CLEARWATER — When Clearwater Marine Aquarium officials said they would cut costs significantly for a new downtown facility originally estimated at $160 million, they really meant it.
The price tag for final plans released Friday is $68 million for an attraction that will bring visitors behind the scenes of the aquarium’s marine rehab program made famous in the family film Dolphin Tale.
Rather than erecting a gargantuan building with great fish displays and stadium seats for dolphin shows in the traditional style of the Georgia Aquarium in Atlanta, the new designs show an aquatic center where guests can watch staff help rehabilitate sea turtles and dolphins from observation decks.
“The dolphin habitat is going to be entirely unique. No seats, no big shows.

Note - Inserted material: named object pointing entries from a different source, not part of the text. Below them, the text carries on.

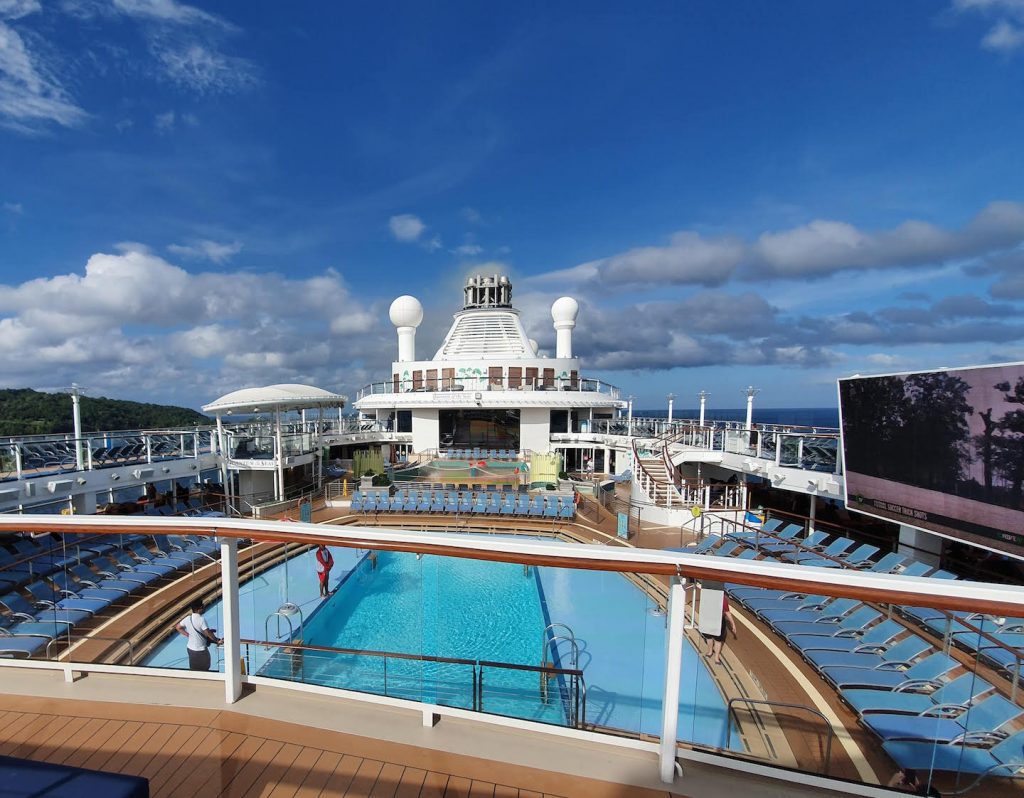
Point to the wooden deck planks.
(199, 753)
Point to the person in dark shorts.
(194, 628)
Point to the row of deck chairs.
(464, 502)
(481, 454)
(928, 710)
(58, 456)
(52, 585)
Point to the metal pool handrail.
(944, 594)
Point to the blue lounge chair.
(890, 563)
(961, 690)
(923, 675)
(73, 588)
(1001, 759)
(981, 722)
(45, 596)
(873, 637)
(829, 611)
(903, 653)
(22, 611)
(828, 626)
(20, 645)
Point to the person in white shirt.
(194, 627)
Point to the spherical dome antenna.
(406, 311)
(564, 309)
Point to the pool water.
(433, 606)
(479, 612)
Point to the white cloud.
(204, 249)
(819, 248)
(31, 96)
(407, 227)
(167, 11)
(134, 322)
(201, 68)
(164, 123)
(1007, 33)
(15, 9)
(1004, 37)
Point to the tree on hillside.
(1009, 443)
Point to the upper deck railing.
(484, 382)
(790, 446)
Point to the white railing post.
(673, 672)
(230, 633)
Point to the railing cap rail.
(944, 594)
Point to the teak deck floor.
(199, 753)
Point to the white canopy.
(283, 396)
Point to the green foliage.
(27, 412)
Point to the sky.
(197, 198)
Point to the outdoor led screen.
(939, 450)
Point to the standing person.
(718, 640)
(325, 561)
(194, 627)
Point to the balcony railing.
(482, 383)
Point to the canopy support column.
(230, 632)
(673, 671)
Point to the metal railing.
(479, 685)
(775, 705)
(485, 383)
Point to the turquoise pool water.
(479, 612)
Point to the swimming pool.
(487, 616)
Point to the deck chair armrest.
(944, 710)
(870, 648)
(918, 685)
(981, 738)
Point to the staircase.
(654, 479)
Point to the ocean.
(808, 417)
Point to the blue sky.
(200, 197)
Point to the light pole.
(751, 392)
(76, 413)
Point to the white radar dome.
(564, 309)
(406, 311)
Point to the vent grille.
(481, 335)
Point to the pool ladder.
(552, 645)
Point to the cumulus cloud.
(204, 249)
(32, 97)
(1007, 32)
(407, 227)
(817, 249)
(135, 322)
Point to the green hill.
(27, 412)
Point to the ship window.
(480, 427)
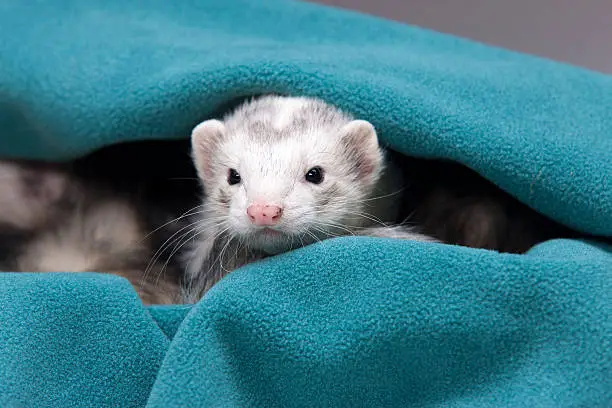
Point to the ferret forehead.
(275, 118)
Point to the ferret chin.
(284, 172)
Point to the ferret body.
(283, 172)
(50, 221)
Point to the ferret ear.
(362, 149)
(205, 138)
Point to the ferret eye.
(233, 177)
(314, 175)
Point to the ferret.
(52, 221)
(283, 172)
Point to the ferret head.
(281, 172)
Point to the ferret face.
(284, 172)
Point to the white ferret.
(280, 173)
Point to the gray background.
(574, 31)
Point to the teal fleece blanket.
(349, 322)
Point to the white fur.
(272, 142)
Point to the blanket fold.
(350, 321)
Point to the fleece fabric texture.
(348, 322)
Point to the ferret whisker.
(165, 245)
(185, 214)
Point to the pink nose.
(263, 214)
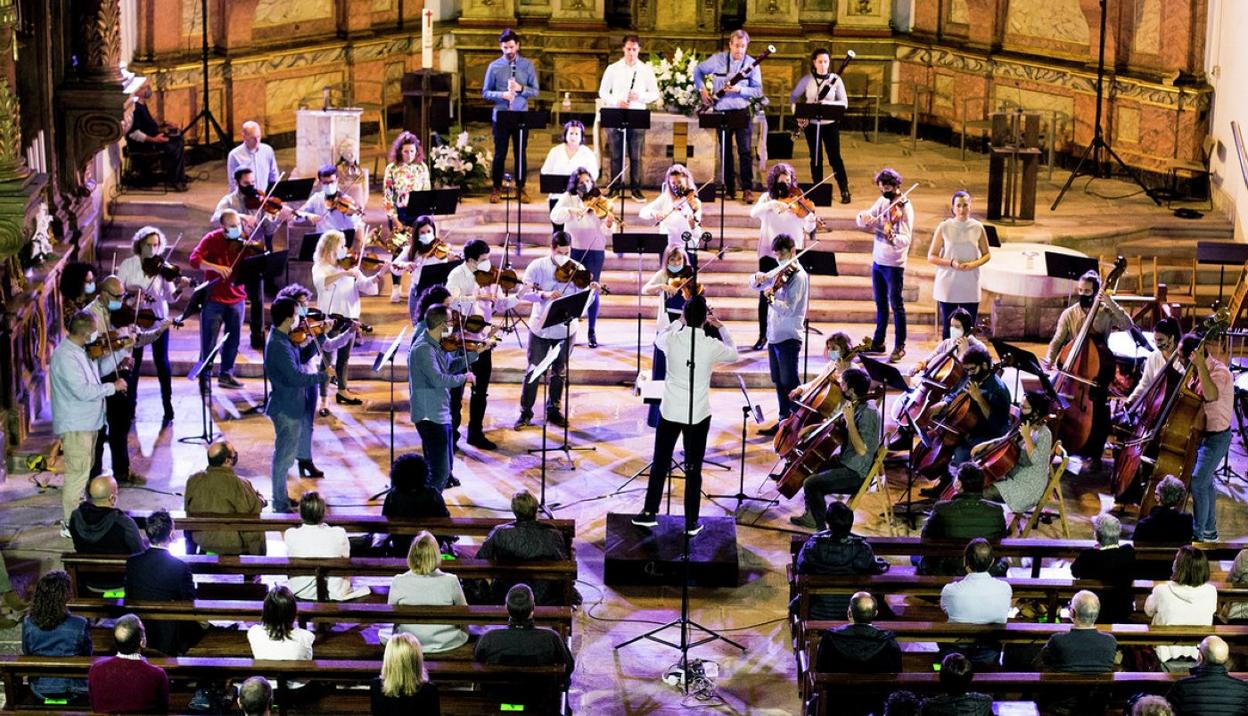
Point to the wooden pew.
(539, 679)
(564, 573)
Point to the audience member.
(220, 490)
(1113, 563)
(526, 539)
(315, 539)
(424, 584)
(838, 553)
(1209, 690)
(409, 498)
(957, 699)
(51, 630)
(256, 696)
(97, 527)
(126, 684)
(964, 518)
(1187, 599)
(403, 687)
(156, 575)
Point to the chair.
(876, 477)
(1027, 520)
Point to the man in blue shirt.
(721, 66)
(509, 81)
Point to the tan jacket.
(219, 489)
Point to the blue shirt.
(721, 66)
(497, 75)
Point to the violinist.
(1110, 318)
(338, 290)
(155, 293)
(776, 216)
(116, 363)
(217, 255)
(588, 231)
(892, 231)
(471, 298)
(432, 372)
(789, 290)
(821, 86)
(991, 398)
(1023, 487)
(846, 472)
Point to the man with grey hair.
(1209, 690)
(1110, 561)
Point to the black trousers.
(695, 449)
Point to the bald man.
(1209, 690)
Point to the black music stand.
(818, 112)
(639, 243)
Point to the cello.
(1080, 367)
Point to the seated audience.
(315, 539)
(1187, 599)
(957, 699)
(403, 687)
(964, 518)
(526, 539)
(126, 684)
(836, 553)
(220, 490)
(156, 575)
(1209, 690)
(424, 584)
(409, 498)
(97, 527)
(1112, 561)
(51, 630)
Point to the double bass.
(1080, 366)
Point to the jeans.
(436, 445)
(286, 444)
(537, 351)
(783, 362)
(1204, 495)
(945, 309)
(210, 324)
(886, 282)
(829, 136)
(635, 145)
(835, 479)
(695, 449)
(160, 357)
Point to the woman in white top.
(821, 86)
(567, 157)
(1187, 599)
(276, 638)
(315, 539)
(338, 292)
(588, 233)
(664, 282)
(424, 584)
(776, 217)
(959, 248)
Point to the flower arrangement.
(461, 164)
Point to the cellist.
(845, 473)
(1068, 324)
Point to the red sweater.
(216, 248)
(120, 685)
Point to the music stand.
(816, 263)
(562, 312)
(639, 243)
(818, 112)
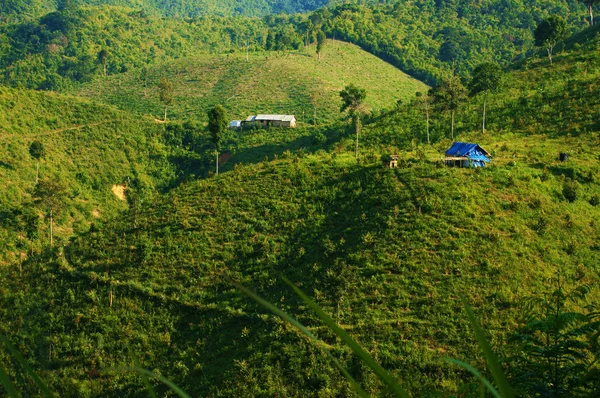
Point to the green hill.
(89, 149)
(29, 9)
(387, 252)
(288, 83)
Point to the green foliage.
(217, 125)
(37, 150)
(569, 190)
(320, 42)
(291, 84)
(486, 78)
(555, 347)
(549, 32)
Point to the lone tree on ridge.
(217, 125)
(320, 43)
(352, 101)
(487, 78)
(165, 94)
(549, 32)
(37, 151)
(449, 96)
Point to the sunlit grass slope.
(387, 252)
(287, 83)
(88, 149)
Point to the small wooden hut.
(465, 154)
(390, 161)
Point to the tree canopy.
(549, 32)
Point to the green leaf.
(283, 315)
(383, 375)
(477, 374)
(164, 380)
(8, 384)
(492, 362)
(17, 355)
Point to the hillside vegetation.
(29, 9)
(387, 252)
(427, 41)
(147, 240)
(286, 83)
(89, 148)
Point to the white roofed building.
(271, 120)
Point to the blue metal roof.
(469, 150)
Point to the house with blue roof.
(465, 154)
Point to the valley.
(123, 249)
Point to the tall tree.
(449, 96)
(549, 32)
(144, 79)
(314, 99)
(320, 42)
(50, 194)
(103, 59)
(554, 349)
(352, 101)
(217, 125)
(589, 4)
(487, 78)
(37, 151)
(423, 101)
(165, 94)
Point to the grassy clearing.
(267, 83)
(387, 253)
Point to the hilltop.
(387, 252)
(290, 83)
(25, 9)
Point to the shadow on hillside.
(359, 214)
(7, 166)
(259, 153)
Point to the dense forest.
(129, 219)
(425, 40)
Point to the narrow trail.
(58, 131)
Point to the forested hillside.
(31, 9)
(425, 40)
(387, 252)
(295, 82)
(122, 238)
(67, 155)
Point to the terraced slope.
(89, 148)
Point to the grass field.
(269, 82)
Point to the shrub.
(570, 190)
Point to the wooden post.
(51, 240)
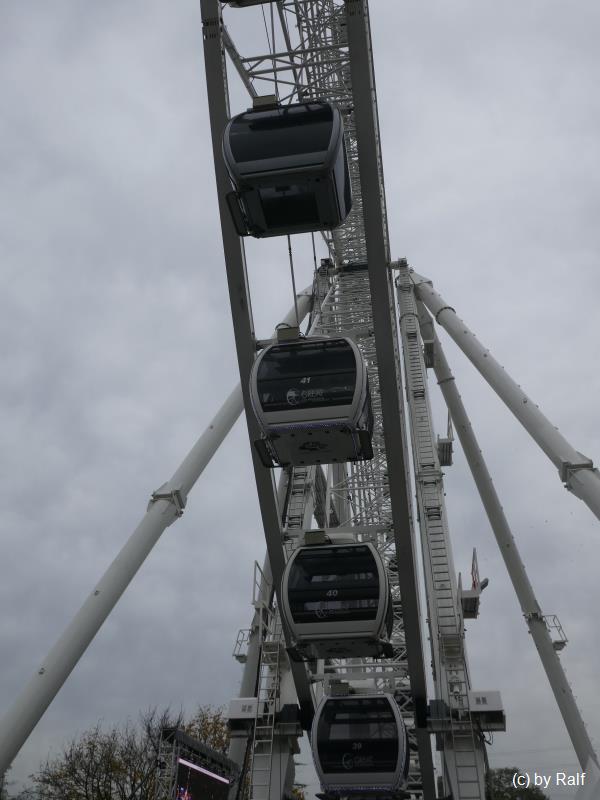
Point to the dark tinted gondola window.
(333, 585)
(284, 132)
(289, 205)
(358, 735)
(309, 375)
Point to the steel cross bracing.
(347, 310)
(332, 60)
(463, 750)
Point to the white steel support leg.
(576, 471)
(166, 505)
(516, 569)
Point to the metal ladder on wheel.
(266, 711)
(461, 731)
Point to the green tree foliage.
(119, 763)
(499, 786)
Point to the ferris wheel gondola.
(289, 168)
(337, 603)
(311, 399)
(360, 746)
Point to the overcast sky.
(116, 346)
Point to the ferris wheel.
(336, 646)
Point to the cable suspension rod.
(576, 471)
(508, 548)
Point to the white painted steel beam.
(576, 470)
(514, 565)
(166, 505)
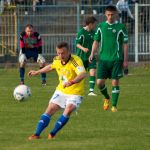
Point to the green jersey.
(84, 38)
(111, 38)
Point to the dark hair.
(63, 44)
(29, 26)
(90, 19)
(111, 8)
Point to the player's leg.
(43, 75)
(62, 120)
(41, 61)
(72, 102)
(92, 78)
(44, 120)
(117, 73)
(115, 94)
(102, 74)
(22, 61)
(92, 81)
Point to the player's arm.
(46, 69)
(79, 41)
(82, 48)
(77, 79)
(97, 38)
(94, 47)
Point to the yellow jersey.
(68, 72)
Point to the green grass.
(90, 129)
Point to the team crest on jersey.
(114, 31)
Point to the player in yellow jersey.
(69, 92)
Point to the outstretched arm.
(43, 70)
(77, 79)
(82, 48)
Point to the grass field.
(90, 129)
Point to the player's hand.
(91, 58)
(86, 50)
(40, 59)
(32, 73)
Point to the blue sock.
(43, 75)
(22, 72)
(42, 124)
(59, 124)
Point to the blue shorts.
(31, 53)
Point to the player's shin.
(92, 83)
(104, 91)
(115, 95)
(42, 124)
(22, 72)
(59, 124)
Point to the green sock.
(115, 95)
(92, 83)
(103, 90)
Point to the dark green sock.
(92, 83)
(103, 90)
(115, 95)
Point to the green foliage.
(90, 128)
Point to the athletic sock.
(115, 95)
(59, 124)
(92, 83)
(104, 92)
(22, 72)
(43, 75)
(42, 124)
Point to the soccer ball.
(21, 92)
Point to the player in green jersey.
(84, 41)
(113, 55)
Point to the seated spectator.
(88, 2)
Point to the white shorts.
(63, 100)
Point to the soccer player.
(30, 47)
(113, 55)
(69, 92)
(84, 41)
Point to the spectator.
(123, 9)
(88, 2)
(125, 13)
(36, 3)
(30, 47)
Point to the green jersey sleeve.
(97, 36)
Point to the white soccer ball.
(21, 92)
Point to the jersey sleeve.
(97, 36)
(78, 66)
(80, 38)
(125, 34)
(54, 64)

Just seeing a normal day of how they care for our dolphins,” aquarium CEO David Yates said.
The aquarium is saving big money by putting 50,000 of the facility’s 200,000 square feet outdoors, including part of a banquet hall with views of the dolphin tank, a coral reef exhibit and nearby waterways.
The plan still will require significant private and public investment, though, including a request for Pinellas County tourism taxes of $1.5 million a year for the next 20 years.
The aquarium will pay for the rest of the project with a $23 million construction loan, a $16 million capital fund-raising campaign, $2 million allocated in this year’s state budget and other sources, including operating revenue from their current site.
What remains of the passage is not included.